Arthur Schopenhauer : Mitleid und Mitgefühl

Mitleid – ein aktuelles Wort? Ein Freund, studierter Germanist,  sagte mir, als wir über Arthur Schopenhauers Mitleidsethik sprachen, das Wort Mitleid sei nicht mehr „in“.  Es wäre wohl daher besser, wenn ich es z. B. durch das Wort Mitgefühl ersetzen würde.  Abgesehen davon, dass Schopenhauer gerade das Wort Mitleid verwendete und dieses in den Mittelpunkt seiner Ethik stellte, halte ich das Wort Mitgefühl nicht für gleichbedeutend. So kann sich Mitgefühl nicht nur als Mitleid, sondern auch als Mitfreude äußern.

Mitleid bezieht sich eindeutiger als Mitgefühl auf das Leid, dem Menschen, Tiere und wahrscheinlich auch Pflanzen unterworfen sind. Schopenhauers Philosophie ist in ihrem Kern eine dem Buddhismus nahe stehende Erlösungslehre. Diese setzt voraus, dass die Welt als leidvoll erkannt wird. Daher ist z. B. die erste der vier Edlen Wahrheiten des Buddha,  die Wahrheit vom Leid. Hierbei ist der Zusammenhang zwischen Leid und Mitleid unmittelbar aus diesen Worten selbst erkennbar.

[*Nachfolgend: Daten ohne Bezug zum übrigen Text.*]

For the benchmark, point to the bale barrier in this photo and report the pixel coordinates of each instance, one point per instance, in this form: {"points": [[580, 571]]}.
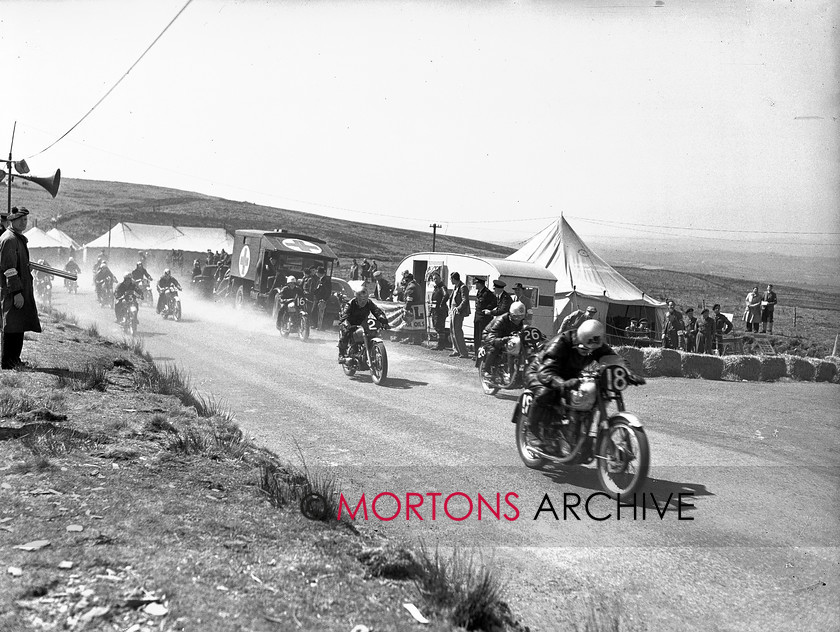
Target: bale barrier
{"points": [[739, 368], [703, 366], [772, 368], [662, 362], [825, 371], [634, 358], [799, 368]]}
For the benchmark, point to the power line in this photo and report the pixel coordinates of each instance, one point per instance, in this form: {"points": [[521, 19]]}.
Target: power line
{"points": [[118, 82]]}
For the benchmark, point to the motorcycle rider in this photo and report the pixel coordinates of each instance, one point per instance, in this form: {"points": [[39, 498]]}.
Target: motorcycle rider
{"points": [[104, 278], [495, 335], [141, 276], [556, 370], [73, 268], [353, 313], [163, 288], [290, 291], [123, 293]]}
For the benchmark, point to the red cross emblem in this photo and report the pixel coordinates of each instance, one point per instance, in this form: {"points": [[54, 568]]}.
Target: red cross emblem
{"points": [[302, 246]]}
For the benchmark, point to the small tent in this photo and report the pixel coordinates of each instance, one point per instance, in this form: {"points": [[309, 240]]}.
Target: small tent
{"points": [[43, 246], [584, 279], [66, 240], [126, 240]]}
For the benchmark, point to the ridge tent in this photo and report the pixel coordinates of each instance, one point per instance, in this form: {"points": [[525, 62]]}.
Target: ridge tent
{"points": [[66, 240], [583, 279], [126, 240], [43, 246]]}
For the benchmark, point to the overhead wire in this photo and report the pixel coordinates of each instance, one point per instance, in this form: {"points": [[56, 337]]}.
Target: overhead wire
{"points": [[113, 87]]}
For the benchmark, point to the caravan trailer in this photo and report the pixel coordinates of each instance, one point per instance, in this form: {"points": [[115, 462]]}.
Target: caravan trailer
{"points": [[538, 281]]}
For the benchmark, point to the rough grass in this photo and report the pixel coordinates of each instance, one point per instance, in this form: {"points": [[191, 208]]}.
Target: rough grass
{"points": [[662, 362], [772, 368], [743, 367], [465, 587], [703, 366]]}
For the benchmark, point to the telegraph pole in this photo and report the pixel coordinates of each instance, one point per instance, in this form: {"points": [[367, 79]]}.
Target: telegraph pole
{"points": [[434, 228]]}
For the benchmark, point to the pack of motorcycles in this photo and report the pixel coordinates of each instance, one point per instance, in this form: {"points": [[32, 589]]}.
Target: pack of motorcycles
{"points": [[591, 426]]}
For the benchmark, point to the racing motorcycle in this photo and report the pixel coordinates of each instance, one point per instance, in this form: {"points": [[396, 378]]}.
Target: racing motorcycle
{"points": [[43, 287], [146, 289], [294, 319], [105, 293], [129, 319], [366, 352], [511, 362], [171, 303], [586, 430]]}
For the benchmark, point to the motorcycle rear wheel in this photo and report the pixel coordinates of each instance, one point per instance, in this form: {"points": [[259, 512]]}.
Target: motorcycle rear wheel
{"points": [[303, 328], [378, 363], [486, 386], [623, 457]]}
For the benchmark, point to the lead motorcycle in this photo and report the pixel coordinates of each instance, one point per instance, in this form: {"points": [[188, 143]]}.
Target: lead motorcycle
{"points": [[129, 318], [508, 371], [366, 352], [171, 303], [294, 319], [588, 431]]}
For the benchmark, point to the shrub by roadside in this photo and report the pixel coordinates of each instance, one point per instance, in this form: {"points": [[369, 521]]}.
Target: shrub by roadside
{"points": [[152, 515]]}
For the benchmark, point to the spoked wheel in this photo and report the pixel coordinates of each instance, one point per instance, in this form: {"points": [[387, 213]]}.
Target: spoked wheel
{"points": [[303, 328], [523, 440], [623, 460], [378, 363], [486, 385]]}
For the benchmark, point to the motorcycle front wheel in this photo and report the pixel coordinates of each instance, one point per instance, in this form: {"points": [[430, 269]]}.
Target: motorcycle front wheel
{"points": [[623, 457], [378, 363], [523, 441], [486, 385], [303, 328]]}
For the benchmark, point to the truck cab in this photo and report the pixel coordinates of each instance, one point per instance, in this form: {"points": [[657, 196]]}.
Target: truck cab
{"points": [[262, 260]]}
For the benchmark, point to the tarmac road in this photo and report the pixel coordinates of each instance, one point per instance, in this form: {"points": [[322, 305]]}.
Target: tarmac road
{"points": [[758, 462]]}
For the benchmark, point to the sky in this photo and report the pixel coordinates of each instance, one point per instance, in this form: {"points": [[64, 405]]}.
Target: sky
{"points": [[652, 119]]}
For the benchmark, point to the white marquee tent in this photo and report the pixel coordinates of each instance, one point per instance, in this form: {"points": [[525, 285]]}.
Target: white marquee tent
{"points": [[583, 279]]}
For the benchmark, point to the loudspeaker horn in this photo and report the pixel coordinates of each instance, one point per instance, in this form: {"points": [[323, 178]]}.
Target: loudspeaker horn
{"points": [[50, 184]]}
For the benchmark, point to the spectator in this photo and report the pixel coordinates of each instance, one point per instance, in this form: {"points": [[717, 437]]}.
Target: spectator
{"points": [[485, 302], [503, 299], [438, 309], [672, 326], [705, 336], [20, 314], [413, 299], [768, 304], [321, 292], [691, 330], [722, 327], [576, 318], [383, 289], [459, 302], [752, 310], [522, 296]]}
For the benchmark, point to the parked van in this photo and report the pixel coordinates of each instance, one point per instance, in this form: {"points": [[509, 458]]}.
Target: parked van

Es mag sein, dass in gewissen intellektuellen Kreisen dem Wort Mitleid mit Zurückhaltung, vielleicht sogar mit Ablehnung begegnet wird. Die Gründe dafür sollen  hier nicht untersucht werden, denn wichtiger scheint mir die Frage zu sein, ob Mitleid als Begriff tatsächlich nicht mehr „in“ ist.  Eine erste und somit vorläufige  Antwort auf  diese Frage geben mir detaillierte Besucherstatistiken dieses Blogs. Dabei zeigt sich ziemlich klar, dass bei den vielen Themen, die ich hier im Zusammenhang mit Schopenhauer angesprochen habe, der Begriff Mitleidsethik  auf besonderes Interesse stößt. Danach folgen, was recht aufschlussreich ist, Themen und Begriffe, die ebenfalls mit Mitleid zusammenhängen, denn sie betreffen das Verhältnis von  Mensch und Tier. Ãœbrigens, auch in den Statistiken meiner Schopenhauer-Webseiten nehmen Themen, die sich auf Mitleid und Tierschutz beziehen, vordere Plätze ein.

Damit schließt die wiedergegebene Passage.